Community Pharmacists as Gateway Practitioners
As gateway practitioners, community pharmacists have some of the most significant opportunities to intervene and prevent unnecessary antibiotic use, which is strongly associated with increased resistance. Patients often go to their community pharmacy first to seek advice regarding infections and OTC medications to alleviate their symptoms. Pharmacists may counsel patients on viral infections, the futility of antibacterials for them, and recommend appropriate OTC products for supportive care. Avoiding an unnecessary trip to a physician's office can prevent the pressure that physicians may feel to prescribe antibiotics that they do not believe are necessary. Of course, pharmacists should refer a patient to see a physician if a bacterial infection is suspected, the patient is severely ill or complicated by significant comorbidities, the infection is prolonged, or the pharmacist is not comfortable judging that a mild viral infection is present. A useful resource for pharmacists regarding these counseling points is the CDC Web site Get Smart: Know When Antibiotics Work.20
Pharmacists are crucial to promoting currently available vaccines. Vaccines can decrease the use of antibiotics directly by preventing primary infection and indirectly by preventing bacterial superinfection after a primary vaccine-preventable illness, such as influenza.21 Pharmacists can screen patients and identify those in need of immunizations at various time points and places: admission to a health care facility; visits to community pharmacies; at a specific age; for certain chronic conditions, medical or surgical procedures; and at certain times of the year.22 Pharmacists can also now administer vaccines in the community setting in every state.23
Perhaps the most important pharmacist role in preventing antibiotic resistance is that of an educator. Due to many misconceptions that exist about antibiotics and vaccines, addressing patient and clinician concerns is vital to increasing the understanding of the appropriate use of these agents. Some parents are hesitant about vaccinating their children because of the concern for side effects, both real and imagined. Pharmacists can help patients to separate fact from fiction regarding immunizations. They may also educate on antibiotic resistance, act as gateway practitioners as mentioned previously, and provide resources for clinical decision making so appropriate choices are made regarding antibiotics.

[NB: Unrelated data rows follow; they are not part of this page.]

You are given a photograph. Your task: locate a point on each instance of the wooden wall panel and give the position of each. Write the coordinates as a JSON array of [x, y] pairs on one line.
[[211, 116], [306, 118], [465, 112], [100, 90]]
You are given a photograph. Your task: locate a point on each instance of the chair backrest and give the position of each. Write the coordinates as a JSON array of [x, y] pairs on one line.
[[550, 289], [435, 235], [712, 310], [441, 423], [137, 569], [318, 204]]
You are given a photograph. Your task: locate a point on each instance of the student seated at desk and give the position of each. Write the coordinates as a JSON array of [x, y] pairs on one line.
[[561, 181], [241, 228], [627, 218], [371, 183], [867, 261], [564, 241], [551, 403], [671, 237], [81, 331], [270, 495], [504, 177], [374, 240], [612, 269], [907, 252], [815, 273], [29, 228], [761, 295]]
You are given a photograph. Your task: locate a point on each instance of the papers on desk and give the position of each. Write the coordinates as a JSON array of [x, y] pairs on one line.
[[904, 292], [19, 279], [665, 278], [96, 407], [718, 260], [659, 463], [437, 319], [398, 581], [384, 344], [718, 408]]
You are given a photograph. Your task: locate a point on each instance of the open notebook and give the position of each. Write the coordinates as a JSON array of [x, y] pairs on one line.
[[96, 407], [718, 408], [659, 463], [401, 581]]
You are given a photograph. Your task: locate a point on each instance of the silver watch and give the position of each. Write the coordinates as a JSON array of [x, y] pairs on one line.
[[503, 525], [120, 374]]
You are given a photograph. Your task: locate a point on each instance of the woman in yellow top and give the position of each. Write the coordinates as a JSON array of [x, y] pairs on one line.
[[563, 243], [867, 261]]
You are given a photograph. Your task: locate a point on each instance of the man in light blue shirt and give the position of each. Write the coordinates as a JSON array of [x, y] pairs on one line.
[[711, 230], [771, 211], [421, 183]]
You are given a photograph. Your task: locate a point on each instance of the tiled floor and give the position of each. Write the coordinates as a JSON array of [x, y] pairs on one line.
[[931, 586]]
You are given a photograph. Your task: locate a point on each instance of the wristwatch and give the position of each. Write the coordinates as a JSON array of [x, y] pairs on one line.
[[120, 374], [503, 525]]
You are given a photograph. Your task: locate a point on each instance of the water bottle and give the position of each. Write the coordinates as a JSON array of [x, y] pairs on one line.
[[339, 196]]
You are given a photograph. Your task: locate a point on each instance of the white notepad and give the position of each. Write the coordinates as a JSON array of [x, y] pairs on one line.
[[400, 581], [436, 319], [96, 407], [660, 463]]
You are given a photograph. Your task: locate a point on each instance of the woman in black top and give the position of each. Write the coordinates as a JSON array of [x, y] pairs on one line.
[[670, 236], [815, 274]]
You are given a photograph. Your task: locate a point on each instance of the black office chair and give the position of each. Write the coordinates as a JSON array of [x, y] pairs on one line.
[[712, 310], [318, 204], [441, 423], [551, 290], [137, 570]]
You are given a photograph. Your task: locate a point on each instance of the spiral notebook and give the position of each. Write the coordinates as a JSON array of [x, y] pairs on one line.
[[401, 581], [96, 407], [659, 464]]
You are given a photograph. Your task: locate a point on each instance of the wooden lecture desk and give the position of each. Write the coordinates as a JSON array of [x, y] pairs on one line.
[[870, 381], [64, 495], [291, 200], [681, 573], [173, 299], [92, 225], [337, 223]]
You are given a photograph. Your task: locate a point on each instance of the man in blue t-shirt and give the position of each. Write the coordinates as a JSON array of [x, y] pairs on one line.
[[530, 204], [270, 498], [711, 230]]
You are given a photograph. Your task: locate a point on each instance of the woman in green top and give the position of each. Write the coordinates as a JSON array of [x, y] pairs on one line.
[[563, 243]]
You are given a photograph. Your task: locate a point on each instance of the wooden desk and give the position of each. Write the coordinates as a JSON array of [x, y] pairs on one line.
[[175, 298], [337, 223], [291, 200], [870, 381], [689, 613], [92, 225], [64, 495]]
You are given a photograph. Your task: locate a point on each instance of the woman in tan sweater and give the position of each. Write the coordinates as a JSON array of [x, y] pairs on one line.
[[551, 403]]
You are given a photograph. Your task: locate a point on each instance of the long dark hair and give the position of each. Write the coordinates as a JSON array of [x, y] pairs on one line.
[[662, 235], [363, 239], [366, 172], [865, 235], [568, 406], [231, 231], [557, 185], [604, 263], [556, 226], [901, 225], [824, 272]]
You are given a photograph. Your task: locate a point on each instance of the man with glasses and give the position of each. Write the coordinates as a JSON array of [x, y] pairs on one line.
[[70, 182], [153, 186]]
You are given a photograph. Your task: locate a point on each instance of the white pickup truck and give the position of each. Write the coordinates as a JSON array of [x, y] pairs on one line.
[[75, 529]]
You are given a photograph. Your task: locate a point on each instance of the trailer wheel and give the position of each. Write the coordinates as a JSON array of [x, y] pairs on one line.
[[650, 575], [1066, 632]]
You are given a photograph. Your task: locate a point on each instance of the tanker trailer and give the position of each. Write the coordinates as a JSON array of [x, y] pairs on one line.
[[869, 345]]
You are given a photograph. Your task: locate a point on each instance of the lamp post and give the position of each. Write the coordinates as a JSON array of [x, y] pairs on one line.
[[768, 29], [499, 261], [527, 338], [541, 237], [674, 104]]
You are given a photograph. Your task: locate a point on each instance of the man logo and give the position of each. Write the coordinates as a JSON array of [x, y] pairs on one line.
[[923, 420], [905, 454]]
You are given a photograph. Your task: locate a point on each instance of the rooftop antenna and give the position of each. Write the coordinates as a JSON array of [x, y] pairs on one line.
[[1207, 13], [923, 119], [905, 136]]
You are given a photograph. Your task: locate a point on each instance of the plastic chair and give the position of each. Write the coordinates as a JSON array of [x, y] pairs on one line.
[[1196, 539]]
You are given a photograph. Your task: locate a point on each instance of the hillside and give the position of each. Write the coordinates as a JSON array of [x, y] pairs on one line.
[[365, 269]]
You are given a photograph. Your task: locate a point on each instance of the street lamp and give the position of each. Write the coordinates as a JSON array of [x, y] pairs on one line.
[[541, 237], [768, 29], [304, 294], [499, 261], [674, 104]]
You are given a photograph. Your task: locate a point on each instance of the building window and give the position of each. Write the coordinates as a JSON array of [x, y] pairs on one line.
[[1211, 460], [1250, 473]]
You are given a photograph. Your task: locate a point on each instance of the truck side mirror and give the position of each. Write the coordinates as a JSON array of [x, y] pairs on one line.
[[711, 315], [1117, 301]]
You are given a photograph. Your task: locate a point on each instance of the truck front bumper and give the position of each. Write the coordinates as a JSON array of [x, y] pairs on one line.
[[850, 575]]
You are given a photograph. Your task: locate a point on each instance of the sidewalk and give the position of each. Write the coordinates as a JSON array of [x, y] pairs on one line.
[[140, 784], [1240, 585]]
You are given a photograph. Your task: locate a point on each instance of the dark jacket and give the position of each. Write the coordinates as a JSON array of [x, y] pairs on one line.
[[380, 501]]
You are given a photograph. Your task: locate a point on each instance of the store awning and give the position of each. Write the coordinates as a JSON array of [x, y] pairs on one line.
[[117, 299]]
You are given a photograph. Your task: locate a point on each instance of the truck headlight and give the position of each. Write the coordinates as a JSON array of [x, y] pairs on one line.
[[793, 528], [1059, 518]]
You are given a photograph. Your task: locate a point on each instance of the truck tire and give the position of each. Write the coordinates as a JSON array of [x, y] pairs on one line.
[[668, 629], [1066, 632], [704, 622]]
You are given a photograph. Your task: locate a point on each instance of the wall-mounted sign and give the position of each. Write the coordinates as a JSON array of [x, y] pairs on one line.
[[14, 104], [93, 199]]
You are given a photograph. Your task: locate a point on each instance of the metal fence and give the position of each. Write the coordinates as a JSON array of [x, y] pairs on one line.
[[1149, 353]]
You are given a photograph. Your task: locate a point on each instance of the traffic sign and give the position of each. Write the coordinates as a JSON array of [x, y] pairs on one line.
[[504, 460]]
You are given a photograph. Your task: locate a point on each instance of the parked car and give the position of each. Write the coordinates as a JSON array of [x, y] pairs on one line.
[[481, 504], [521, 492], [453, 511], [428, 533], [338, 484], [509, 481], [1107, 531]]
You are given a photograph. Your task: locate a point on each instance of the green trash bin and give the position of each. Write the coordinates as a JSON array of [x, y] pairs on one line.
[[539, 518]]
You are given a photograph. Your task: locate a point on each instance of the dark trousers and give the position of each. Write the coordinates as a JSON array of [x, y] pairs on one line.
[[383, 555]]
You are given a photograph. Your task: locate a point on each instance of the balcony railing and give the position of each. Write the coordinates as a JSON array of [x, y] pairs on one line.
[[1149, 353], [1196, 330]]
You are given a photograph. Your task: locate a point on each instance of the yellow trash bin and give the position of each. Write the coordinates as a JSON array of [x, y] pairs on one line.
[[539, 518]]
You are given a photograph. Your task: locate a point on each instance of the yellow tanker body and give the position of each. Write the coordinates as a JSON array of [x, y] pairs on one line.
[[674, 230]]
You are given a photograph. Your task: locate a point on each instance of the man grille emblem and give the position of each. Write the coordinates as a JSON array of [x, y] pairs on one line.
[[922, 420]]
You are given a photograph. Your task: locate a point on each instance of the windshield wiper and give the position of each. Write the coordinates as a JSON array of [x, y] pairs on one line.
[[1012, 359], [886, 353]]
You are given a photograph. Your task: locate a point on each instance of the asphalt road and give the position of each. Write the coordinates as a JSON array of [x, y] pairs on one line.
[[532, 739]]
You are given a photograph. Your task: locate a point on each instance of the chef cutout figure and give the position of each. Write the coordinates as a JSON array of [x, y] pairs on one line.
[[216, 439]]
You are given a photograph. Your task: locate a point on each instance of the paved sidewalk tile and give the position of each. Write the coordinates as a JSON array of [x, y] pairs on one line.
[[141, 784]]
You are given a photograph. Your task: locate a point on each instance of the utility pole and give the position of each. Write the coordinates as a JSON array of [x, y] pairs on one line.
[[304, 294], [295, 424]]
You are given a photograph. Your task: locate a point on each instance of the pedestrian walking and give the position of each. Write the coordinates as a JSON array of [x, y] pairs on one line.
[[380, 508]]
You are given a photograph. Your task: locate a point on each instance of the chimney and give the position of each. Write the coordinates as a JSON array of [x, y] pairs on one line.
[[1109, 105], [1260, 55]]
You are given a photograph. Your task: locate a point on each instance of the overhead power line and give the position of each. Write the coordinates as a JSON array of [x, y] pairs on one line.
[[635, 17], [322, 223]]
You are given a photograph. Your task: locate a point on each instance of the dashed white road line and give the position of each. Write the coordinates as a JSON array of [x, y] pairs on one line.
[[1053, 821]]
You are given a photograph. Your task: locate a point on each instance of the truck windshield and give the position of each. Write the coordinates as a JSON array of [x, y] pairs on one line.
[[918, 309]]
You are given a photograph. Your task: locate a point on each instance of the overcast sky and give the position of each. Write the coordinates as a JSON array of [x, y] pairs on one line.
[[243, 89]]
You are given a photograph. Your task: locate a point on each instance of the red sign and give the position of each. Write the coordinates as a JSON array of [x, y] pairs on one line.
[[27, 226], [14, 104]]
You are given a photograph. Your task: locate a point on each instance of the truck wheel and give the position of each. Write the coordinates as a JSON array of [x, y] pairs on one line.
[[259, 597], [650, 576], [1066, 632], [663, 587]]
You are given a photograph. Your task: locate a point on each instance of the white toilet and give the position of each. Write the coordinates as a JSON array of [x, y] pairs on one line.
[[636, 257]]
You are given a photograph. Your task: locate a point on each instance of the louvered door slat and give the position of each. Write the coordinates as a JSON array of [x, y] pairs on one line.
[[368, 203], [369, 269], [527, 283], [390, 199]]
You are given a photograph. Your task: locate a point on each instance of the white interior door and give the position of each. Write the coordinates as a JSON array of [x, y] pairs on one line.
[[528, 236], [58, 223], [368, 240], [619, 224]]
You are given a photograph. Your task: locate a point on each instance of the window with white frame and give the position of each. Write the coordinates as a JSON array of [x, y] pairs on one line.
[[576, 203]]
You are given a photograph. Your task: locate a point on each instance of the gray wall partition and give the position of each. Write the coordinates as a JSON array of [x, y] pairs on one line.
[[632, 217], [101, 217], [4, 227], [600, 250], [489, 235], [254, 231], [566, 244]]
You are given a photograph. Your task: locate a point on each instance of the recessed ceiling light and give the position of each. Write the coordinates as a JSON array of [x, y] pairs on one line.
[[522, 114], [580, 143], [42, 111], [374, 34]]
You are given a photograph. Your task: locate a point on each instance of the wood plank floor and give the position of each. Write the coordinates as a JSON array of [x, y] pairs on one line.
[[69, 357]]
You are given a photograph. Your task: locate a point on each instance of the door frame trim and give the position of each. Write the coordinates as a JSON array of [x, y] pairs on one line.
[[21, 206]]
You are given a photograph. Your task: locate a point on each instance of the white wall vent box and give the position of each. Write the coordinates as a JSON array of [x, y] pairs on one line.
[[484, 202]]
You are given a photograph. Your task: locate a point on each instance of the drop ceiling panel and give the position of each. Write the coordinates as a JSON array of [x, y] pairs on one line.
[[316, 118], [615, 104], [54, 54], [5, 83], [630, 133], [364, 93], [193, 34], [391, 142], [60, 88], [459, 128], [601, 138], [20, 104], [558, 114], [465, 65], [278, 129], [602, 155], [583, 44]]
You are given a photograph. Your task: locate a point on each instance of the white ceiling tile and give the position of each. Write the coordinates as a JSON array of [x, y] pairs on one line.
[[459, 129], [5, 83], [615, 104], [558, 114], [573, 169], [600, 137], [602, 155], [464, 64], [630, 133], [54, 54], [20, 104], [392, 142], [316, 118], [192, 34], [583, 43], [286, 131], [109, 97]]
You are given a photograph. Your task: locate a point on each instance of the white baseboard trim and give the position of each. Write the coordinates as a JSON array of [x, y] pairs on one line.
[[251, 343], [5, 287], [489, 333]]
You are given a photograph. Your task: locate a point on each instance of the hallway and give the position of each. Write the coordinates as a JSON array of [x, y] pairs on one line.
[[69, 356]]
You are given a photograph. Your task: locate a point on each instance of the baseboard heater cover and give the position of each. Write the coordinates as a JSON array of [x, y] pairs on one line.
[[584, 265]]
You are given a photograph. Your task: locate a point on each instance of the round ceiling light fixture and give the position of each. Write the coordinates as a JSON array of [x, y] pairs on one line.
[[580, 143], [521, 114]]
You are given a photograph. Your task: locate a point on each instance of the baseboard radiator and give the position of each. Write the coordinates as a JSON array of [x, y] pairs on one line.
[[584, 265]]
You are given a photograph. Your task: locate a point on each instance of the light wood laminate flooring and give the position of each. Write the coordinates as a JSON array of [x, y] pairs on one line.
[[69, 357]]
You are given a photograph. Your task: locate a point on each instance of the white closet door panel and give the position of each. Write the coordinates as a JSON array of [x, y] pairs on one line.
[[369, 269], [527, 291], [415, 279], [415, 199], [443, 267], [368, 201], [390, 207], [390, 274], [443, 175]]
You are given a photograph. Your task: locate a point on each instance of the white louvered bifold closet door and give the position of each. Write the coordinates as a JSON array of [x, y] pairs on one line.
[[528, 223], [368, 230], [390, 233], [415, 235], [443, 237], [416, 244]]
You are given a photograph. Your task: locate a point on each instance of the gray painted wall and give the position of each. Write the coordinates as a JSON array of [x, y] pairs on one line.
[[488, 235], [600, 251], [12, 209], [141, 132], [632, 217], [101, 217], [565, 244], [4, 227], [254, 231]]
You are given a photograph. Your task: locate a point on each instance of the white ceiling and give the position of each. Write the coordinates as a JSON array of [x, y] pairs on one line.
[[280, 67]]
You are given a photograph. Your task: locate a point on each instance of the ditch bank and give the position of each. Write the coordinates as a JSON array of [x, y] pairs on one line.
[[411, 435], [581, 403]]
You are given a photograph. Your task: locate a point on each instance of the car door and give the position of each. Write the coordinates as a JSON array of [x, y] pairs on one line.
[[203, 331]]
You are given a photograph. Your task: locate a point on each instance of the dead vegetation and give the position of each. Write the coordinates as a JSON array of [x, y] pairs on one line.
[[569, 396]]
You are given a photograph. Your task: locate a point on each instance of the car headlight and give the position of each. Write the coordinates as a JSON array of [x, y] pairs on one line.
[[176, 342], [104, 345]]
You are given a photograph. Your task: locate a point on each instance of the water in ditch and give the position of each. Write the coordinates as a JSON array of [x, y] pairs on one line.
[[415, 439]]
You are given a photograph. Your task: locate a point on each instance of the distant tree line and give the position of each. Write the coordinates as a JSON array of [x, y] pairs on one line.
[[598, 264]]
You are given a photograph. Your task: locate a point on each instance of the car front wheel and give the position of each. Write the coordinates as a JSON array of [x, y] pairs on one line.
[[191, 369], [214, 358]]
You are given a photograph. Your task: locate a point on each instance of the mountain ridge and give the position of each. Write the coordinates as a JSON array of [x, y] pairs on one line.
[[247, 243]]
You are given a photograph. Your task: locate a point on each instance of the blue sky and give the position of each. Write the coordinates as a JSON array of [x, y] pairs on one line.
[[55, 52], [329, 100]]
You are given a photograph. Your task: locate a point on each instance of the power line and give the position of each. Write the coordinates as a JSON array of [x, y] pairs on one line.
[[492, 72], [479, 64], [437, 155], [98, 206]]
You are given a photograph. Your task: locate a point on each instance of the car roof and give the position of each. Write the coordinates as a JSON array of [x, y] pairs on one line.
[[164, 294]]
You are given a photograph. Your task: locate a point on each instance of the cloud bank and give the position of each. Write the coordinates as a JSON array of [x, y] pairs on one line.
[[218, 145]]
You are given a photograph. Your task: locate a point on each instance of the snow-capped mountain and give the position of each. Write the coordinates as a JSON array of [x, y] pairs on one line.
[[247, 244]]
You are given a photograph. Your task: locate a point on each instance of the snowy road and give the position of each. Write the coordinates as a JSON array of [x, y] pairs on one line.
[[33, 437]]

Education regarding infection-control practices is also an important avenue for pharmacist involvement. Pharmacists may be proactive in regard to educating the public about important infection-control practices such as general hygiene, hand hygiene, cough etiquette, immunizations, and staying home when sick.24,25 These topics may seem like common sense, but patient understanding of these basic infection-control practices should not be overestimated. Various tools are available online to support pharmacists in these endeavors. Pharmacists can access both print materials and tips on how to communicate with patients about respiratory viral infections, appropriate antibiotic use, and other relevant topics.20
Pharmacists have a responsibility to assist in the war on antibiotic resistance. They have the knowledge and resources at their fingertips to raise awareness and to act. There are multiple opportunities for pharmacists to assist in this campaign. The recognition of pharmacists as key members of antibiotic stewardship teams in health systems is a milestone in infectious-diseases pharmacy practice. Community pharmacists have a critical role to play in combating antibiotic resistance as front-line practitioners who can educate and vaccinate patients.
Without significant intervention, we are coming to the end of the days where 10 different antibiotics can be utilized to treat a serious E coli infection. If we do not make it our problem now, it will certainly be our problem later when we are asked what antibiotic to use for a pan-resistant E coli infection and the answer is: nothing.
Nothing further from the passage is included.